The spokesman confirmed that the Church Army was considering selling the Wilson Carlile Centre, its Sheffield headquarters named after its founder and launched in 2011 after a £2-million constructing project and a relocation from London. It currently offers conference and accommodation facilities. The Church Army’s research unit — which has conducted in-depth evaluations of C of E projects and initiatives — is in danger, but conversations are under method to consider its becoming an independent entity, run by members of its team.
The Church Army has all the time combined evangelism with social motion, running, during its history, hostels, homes of assorted kinds, youth centres, and job-training centres. Although residential work has declined in more moderen many years, it has maintained the Marylebone Project, in London, offering 112 long- and short-term beds for homeless women, including emergency beds for immediate need. The spokesman said that conversations with third parties were “progressing positively, which supplies us hope for the longer term of homelessness work out of buildings in London”. The annual report refers to partnership work with each Westminster Council and Crisis. It also refers to challenges in recruitment and retention and increased use of agency staff, at higher cost.
The Amber Project, which supported young people in Cardiff scuffling with self-harm, closed last yr.
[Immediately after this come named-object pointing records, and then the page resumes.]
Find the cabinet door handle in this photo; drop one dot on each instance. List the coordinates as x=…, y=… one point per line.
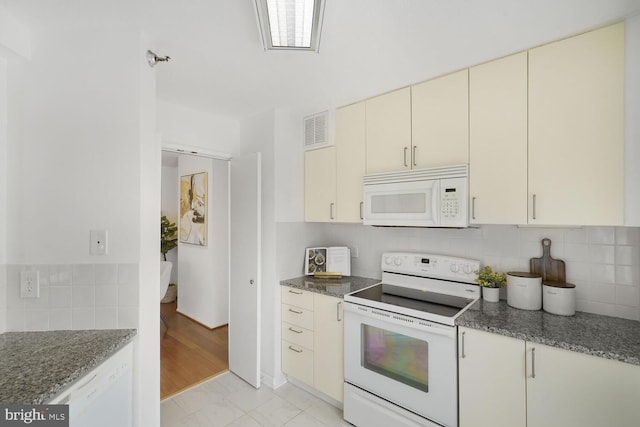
x=533, y=362
x=462, y=355
x=473, y=208
x=533, y=208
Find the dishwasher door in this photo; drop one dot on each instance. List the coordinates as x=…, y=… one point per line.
x=104, y=397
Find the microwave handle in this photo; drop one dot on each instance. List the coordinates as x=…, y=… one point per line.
x=435, y=202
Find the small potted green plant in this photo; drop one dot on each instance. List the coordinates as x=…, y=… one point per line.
x=491, y=281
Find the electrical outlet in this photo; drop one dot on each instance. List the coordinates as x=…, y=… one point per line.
x=30, y=284
x=98, y=242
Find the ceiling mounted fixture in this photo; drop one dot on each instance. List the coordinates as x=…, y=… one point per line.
x=153, y=59
x=290, y=24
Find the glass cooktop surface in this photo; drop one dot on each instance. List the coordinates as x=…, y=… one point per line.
x=415, y=299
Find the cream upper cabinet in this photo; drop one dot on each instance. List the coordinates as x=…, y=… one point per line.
x=576, y=101
x=440, y=121
x=350, y=140
x=328, y=344
x=388, y=132
x=498, y=141
x=320, y=185
x=491, y=381
x=571, y=389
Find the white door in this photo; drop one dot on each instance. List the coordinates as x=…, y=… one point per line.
x=245, y=271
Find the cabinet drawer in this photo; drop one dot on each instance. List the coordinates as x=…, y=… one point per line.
x=297, y=297
x=297, y=316
x=297, y=335
x=297, y=362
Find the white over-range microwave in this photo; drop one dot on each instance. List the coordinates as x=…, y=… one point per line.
x=434, y=197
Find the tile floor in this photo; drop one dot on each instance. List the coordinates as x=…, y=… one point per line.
x=226, y=400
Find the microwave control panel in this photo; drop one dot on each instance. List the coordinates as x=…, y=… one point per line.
x=453, y=202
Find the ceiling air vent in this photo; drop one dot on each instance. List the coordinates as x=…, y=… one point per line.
x=316, y=130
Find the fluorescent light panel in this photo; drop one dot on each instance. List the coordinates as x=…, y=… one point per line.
x=290, y=24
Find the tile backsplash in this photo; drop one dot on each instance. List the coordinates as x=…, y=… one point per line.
x=79, y=296
x=603, y=262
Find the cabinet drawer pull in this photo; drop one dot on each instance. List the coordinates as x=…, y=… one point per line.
x=533, y=362
x=473, y=208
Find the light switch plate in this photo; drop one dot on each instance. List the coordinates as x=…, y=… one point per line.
x=30, y=284
x=98, y=242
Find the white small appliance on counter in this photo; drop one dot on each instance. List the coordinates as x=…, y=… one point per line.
x=331, y=259
x=434, y=197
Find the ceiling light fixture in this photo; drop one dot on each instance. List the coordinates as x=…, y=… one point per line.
x=290, y=24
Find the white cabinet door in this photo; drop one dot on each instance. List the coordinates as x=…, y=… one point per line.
x=389, y=132
x=491, y=380
x=320, y=185
x=571, y=389
x=498, y=141
x=440, y=121
x=328, y=346
x=350, y=161
x=576, y=112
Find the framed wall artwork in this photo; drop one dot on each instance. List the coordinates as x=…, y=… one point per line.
x=193, y=209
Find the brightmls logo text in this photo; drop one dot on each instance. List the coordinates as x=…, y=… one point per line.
x=34, y=415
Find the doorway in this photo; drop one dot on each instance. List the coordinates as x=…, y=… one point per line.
x=195, y=345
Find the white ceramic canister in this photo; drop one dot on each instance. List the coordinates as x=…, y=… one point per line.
x=559, y=298
x=524, y=290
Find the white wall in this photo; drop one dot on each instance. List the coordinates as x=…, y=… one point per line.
x=203, y=279
x=187, y=127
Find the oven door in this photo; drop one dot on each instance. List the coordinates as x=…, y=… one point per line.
x=407, y=361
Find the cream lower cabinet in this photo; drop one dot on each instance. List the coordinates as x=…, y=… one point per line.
x=328, y=369
x=312, y=340
x=491, y=380
x=509, y=382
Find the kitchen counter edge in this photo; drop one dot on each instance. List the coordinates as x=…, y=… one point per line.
x=596, y=335
x=337, y=288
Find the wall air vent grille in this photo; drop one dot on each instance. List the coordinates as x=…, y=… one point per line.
x=316, y=131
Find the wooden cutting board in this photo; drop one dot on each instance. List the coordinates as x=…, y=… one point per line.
x=549, y=268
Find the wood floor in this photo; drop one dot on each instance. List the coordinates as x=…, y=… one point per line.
x=189, y=352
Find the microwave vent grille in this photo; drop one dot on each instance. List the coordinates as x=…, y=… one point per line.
x=456, y=171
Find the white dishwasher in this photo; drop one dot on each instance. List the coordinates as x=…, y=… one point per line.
x=103, y=397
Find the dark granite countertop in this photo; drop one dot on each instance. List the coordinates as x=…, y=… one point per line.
x=37, y=366
x=604, y=336
x=333, y=287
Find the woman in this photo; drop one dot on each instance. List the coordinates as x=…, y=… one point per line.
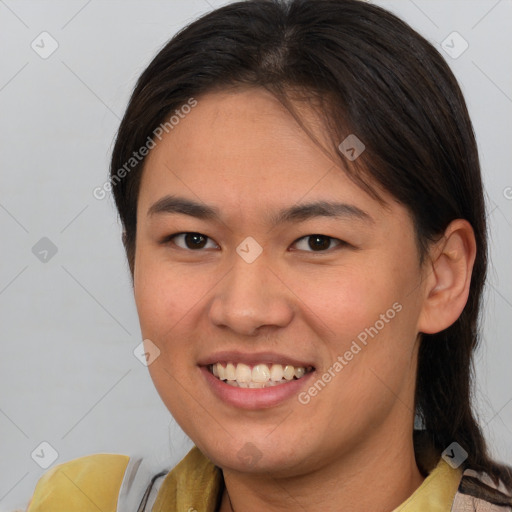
x=303, y=215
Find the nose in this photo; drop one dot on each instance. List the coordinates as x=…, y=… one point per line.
x=251, y=297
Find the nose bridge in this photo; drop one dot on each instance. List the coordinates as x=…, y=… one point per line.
x=250, y=297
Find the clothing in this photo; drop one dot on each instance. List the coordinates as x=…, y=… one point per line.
x=105, y=482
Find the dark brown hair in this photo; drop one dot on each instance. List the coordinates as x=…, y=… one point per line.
x=370, y=74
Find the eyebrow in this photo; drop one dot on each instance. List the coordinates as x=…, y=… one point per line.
x=302, y=212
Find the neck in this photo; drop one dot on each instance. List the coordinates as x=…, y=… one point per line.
x=376, y=476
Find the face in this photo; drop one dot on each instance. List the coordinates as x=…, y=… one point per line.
x=255, y=251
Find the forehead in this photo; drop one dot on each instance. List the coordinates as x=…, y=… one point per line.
x=243, y=149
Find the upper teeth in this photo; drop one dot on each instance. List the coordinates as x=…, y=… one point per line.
x=259, y=374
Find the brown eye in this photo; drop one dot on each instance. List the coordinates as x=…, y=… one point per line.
x=193, y=241
x=317, y=243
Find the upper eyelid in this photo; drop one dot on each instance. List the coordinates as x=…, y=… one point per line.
x=174, y=235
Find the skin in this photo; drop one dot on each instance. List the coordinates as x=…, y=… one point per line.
x=243, y=153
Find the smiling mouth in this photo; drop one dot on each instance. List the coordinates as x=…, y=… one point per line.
x=259, y=375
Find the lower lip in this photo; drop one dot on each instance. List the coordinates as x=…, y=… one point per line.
x=255, y=398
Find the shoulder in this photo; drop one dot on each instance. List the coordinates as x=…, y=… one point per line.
x=89, y=483
x=478, y=492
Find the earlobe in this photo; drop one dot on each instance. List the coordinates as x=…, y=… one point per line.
x=447, y=285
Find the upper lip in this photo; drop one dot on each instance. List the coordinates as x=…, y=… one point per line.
x=251, y=358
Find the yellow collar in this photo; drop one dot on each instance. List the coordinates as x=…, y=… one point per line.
x=196, y=483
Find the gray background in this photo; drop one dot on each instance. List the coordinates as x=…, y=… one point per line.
x=68, y=375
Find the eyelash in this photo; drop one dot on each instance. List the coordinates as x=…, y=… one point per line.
x=339, y=243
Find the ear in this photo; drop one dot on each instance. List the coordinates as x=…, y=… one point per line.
x=448, y=276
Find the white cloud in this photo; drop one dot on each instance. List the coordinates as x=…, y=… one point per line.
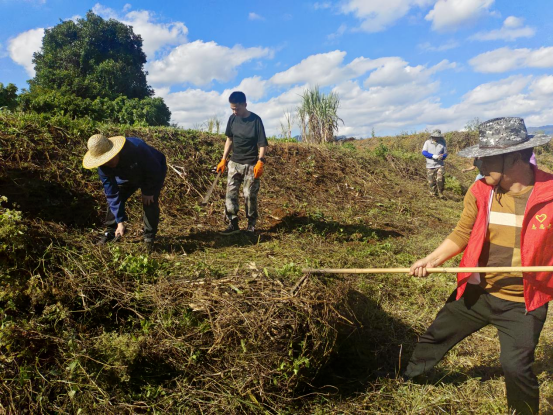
x=399, y=72
x=449, y=15
x=255, y=88
x=507, y=59
x=450, y=44
x=105, y=12
x=378, y=15
x=200, y=63
x=543, y=86
x=255, y=16
x=3, y=52
x=494, y=91
x=22, y=47
x=327, y=69
x=322, y=5
x=512, y=29
x=155, y=36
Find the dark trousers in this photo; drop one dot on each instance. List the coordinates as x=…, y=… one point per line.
x=150, y=216
x=518, y=331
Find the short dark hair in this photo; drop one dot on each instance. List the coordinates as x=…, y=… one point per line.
x=237, y=97
x=526, y=154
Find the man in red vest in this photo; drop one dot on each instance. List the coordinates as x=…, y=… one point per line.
x=507, y=221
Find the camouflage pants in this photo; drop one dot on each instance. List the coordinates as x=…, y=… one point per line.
x=238, y=174
x=435, y=179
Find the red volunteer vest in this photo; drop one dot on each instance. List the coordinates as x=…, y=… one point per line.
x=536, y=240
There are not any plans to shut Ty Bronna, supported accommodation for homeless young people in Cardiff, or the Ruby Project, which seeks to assist women “select a life without sexual exploitation”. No changes are planned to vary the Missional Youth Church Network, an initiative that, with the assistance of a £190,000 grant from the C of E Strategic Mission and Ministry Investment Board, seeks to determine 125 such churches by the top of the last decade.
The final proposals, agreed at board meetings in January and February, and presented to staff on Wednesday of last week, are currently subject to a consultation.
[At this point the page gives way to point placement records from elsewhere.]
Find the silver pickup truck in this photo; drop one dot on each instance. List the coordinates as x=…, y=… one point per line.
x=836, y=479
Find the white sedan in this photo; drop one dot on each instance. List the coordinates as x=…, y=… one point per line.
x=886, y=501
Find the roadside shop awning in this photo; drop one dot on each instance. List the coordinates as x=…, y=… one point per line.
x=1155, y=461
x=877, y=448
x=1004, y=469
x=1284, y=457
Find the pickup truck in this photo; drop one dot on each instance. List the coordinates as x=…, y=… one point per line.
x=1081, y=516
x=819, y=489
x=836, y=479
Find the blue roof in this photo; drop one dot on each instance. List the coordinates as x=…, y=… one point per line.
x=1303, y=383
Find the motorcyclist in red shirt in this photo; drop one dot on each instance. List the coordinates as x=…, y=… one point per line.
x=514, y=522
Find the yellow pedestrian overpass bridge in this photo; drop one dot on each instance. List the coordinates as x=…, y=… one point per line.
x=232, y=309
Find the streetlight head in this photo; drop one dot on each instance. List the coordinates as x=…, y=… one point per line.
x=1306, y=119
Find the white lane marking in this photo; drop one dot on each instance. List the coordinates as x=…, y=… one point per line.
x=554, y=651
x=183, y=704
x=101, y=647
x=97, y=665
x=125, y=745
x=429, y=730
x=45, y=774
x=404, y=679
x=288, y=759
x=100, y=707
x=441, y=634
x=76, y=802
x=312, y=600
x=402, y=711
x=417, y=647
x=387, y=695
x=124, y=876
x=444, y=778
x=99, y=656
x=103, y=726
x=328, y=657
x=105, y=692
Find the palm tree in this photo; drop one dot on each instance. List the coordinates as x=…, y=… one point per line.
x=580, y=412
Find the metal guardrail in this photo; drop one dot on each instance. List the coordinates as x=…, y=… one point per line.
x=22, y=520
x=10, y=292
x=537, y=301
“We are investing in compassionate transition support for affected staff, including profession assistance and pastoral care,” Mr Barlow said. “We recognise the impact this can have on our staff and people we serve — especially individuals facing poverty and distress. We are committed to providing support through this transition, and ensuring that those affected receive appropriate care and support.”
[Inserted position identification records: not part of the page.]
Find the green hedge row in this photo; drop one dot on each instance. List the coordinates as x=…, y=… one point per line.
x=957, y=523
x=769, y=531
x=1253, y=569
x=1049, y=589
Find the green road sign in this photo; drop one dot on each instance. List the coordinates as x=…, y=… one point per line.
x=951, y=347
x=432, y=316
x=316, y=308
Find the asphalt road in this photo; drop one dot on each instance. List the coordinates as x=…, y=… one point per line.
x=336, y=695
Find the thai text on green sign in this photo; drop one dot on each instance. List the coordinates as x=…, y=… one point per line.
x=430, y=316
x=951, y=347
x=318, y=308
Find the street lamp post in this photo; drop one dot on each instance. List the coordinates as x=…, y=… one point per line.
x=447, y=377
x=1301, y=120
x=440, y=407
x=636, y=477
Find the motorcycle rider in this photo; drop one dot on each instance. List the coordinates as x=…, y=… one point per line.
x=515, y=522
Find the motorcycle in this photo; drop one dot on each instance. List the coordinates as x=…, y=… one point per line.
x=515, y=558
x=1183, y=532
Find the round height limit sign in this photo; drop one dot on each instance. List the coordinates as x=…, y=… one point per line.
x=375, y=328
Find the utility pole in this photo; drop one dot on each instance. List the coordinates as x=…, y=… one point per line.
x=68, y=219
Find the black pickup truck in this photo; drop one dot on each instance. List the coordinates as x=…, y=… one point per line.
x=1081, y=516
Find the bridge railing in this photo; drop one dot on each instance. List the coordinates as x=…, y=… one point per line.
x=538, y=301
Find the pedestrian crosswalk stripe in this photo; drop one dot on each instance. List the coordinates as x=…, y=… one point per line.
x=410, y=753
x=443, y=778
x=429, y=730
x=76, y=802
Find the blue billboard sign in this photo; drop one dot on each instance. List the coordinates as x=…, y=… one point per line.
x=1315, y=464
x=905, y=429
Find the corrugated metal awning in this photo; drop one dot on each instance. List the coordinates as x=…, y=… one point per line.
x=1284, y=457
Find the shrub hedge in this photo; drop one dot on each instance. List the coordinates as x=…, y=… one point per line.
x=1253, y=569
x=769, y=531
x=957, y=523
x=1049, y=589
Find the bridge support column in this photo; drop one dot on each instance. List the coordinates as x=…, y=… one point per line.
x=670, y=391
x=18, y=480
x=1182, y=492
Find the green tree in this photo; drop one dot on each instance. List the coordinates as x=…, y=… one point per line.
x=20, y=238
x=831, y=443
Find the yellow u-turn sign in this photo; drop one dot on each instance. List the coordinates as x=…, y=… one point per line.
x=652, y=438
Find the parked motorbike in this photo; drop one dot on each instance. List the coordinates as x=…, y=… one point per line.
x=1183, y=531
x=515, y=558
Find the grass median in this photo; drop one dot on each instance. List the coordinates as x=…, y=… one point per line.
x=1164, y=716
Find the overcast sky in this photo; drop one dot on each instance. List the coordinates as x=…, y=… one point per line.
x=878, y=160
The restructuring was “a chance to position ourselves to fulfill a growing openness to God”, he said. “I think we will grow to be the place that churches and dioceses turn to at any time when they’ve an evangelist they need equipping, or a social-action project that they’d like to see actually lead people into relationship with Jesus, in addition to showing them God’s love in motion.”
The Bishop of Chelmsford, Dr Guli Francis-Dehqani, who chairs the board of trustees, said: “Our trustees have made this difficult decision alongside the leadership team with deep reflection and prayer, knowing that our responsibility is to sustain the work of this 140-year-old charity for future generations. We remain committed to financial integrity, transparency, and mission-driven motion and open to what God is perhaps leading us towards next.”
The Church Army was established in 1882 by Prebendary Wilson Carlile, an Anglican priest who held open-air evangelistic meetings in London and resigned his curacy to spend more time on mission work in deprived areas, training evangelists for this work. Recognised by the Church of England in 1883, it became the Church’s largest home-mission society. In 2012, it became an acknowledged religious community.